Андрей Столяров - Изгнание беса (сборник)
И вдруг экран безнадежно погас. Будто вырубили свет сразу во всей квартире.
Стала видна пыль на выпуклой серости кинескопа.
Я обернулся к Геррику.
– Вот именно, – подтверждая кивнул он. – Так будет с любым механизмом или устройством. Капсюль в патроне не сработает, порох не воспламенится, двигатель на полном ходу превратится в глыбу слипшегося металла. Ты помнишь, как давеча перевернулась машина?..
– Любопытно, – сказал я. – И как тебе это удается?
Геррик безразлично пожал плечами.
– Не знаю, удается, мы с этим рождаемся… – И, по-видимому, заметив на моем лице тень недоверия, поспешно добавил. – Ты же не знаешь, например, как работает телевизор. Ты его просто включаешь, и все. Просто пользуешься. Мне вообще странны все ваши приборы и оборудование. Наука ваша, занимающаяся созданием агрегатов. Зачем агрегаты, если тебе даны тело и разум?
– Значит, из огнестрельного оружия тебя убить нельзя?
– Только мечом на поединке, один на один, – ответил Геррик.
– А если издалека, скажем, из снайперской винтовки?
– Тенто на это не пойдет, он же не сумасшедший. Это запрещено Законами Чести.
– Законы – это законы, а жизнь – это жизнь, – заметил я. – Если твой Тенто решит, что так победить проще, что ему помешает выстрелить или – если не самому – нанять профессионального снайпера? Заказное убийство сейчас стоит совсем недорого.
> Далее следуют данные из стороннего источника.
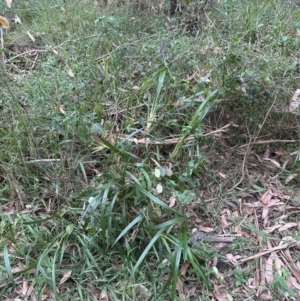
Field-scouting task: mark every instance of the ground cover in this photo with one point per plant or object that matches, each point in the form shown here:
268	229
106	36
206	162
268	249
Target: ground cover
148	156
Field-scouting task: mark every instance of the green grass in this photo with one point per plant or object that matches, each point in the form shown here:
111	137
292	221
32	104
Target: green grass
104	119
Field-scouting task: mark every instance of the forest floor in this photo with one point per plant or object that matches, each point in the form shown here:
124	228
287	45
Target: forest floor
146	156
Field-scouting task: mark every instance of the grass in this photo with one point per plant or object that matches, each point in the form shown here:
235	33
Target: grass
123	129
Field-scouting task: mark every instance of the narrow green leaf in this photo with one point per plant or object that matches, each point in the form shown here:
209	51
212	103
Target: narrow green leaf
135	221
7	265
145	252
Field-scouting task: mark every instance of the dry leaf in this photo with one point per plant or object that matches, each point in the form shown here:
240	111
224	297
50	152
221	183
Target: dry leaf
179	287
17	20
159	188
62	109
8	2
103	296
295	283
30	36
287	226
206	229
269	270
172	201
266	197
65	277
232	259
4	22
184	268
222	175
295	101
291	178
70	72
267	152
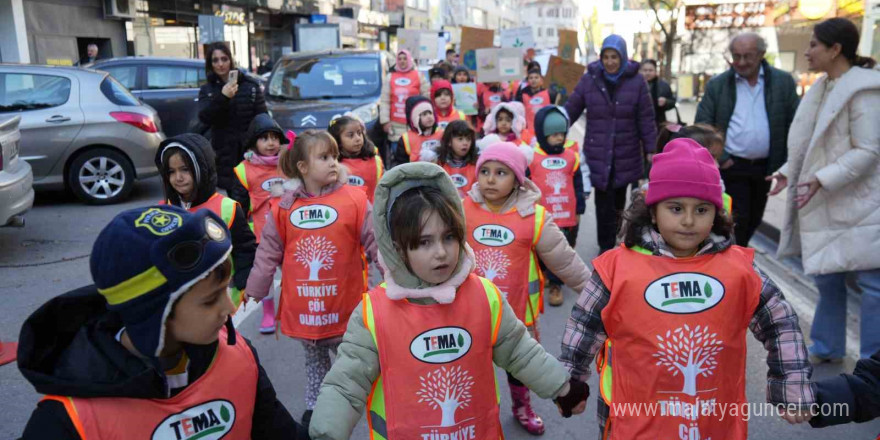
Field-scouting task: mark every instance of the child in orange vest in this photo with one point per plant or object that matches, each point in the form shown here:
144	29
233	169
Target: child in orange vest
509	230
148	350
457	155
357	153
423	130
668	312
420	348
189	178
318	233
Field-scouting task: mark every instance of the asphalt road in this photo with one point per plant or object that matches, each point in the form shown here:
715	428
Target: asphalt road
50	256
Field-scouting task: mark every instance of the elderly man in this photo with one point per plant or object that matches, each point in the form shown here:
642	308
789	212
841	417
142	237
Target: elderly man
753	104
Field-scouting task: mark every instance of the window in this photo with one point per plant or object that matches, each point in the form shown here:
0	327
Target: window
24	91
172	77
126	75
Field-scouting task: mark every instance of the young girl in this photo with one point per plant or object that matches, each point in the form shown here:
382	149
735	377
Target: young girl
318	234
357	153
423	130
189	180
457	155
258	182
509	230
444	104
419	350
668	312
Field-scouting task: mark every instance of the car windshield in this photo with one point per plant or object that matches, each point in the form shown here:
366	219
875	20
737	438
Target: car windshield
326	78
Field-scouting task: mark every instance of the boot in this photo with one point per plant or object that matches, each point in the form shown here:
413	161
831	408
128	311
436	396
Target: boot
522	410
267	325
554	295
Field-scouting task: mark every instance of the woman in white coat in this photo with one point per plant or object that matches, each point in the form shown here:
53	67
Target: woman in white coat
832	218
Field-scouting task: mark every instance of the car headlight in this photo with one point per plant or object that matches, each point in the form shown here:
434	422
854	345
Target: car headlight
367	113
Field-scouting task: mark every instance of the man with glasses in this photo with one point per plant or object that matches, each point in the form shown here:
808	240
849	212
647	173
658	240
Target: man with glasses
753	104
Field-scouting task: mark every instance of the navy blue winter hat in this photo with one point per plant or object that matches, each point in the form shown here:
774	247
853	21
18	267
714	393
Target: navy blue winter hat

– Ты ничего не понял, – внятно сказал Геррик. – Законы Чести – это не ваши законы, писанные по бумажке, нарушать которые может каждый, пока его не поймают. Законы Чести – это сама наша жизнь. Их преступить невозможно, даже если это сулит чрезвычайные выгоды. Вот ты, например, у тебя есть человек, которого ты по-настоящему ненавидишь?
– Ну, один такой есть, подлец, – кивнул я.
– Но ты же не пойдешь его убивать из-за своей ненависти?
– Если я его убью, меня просто посадят. Вот еще – получить десять лет из-за этого хмыря…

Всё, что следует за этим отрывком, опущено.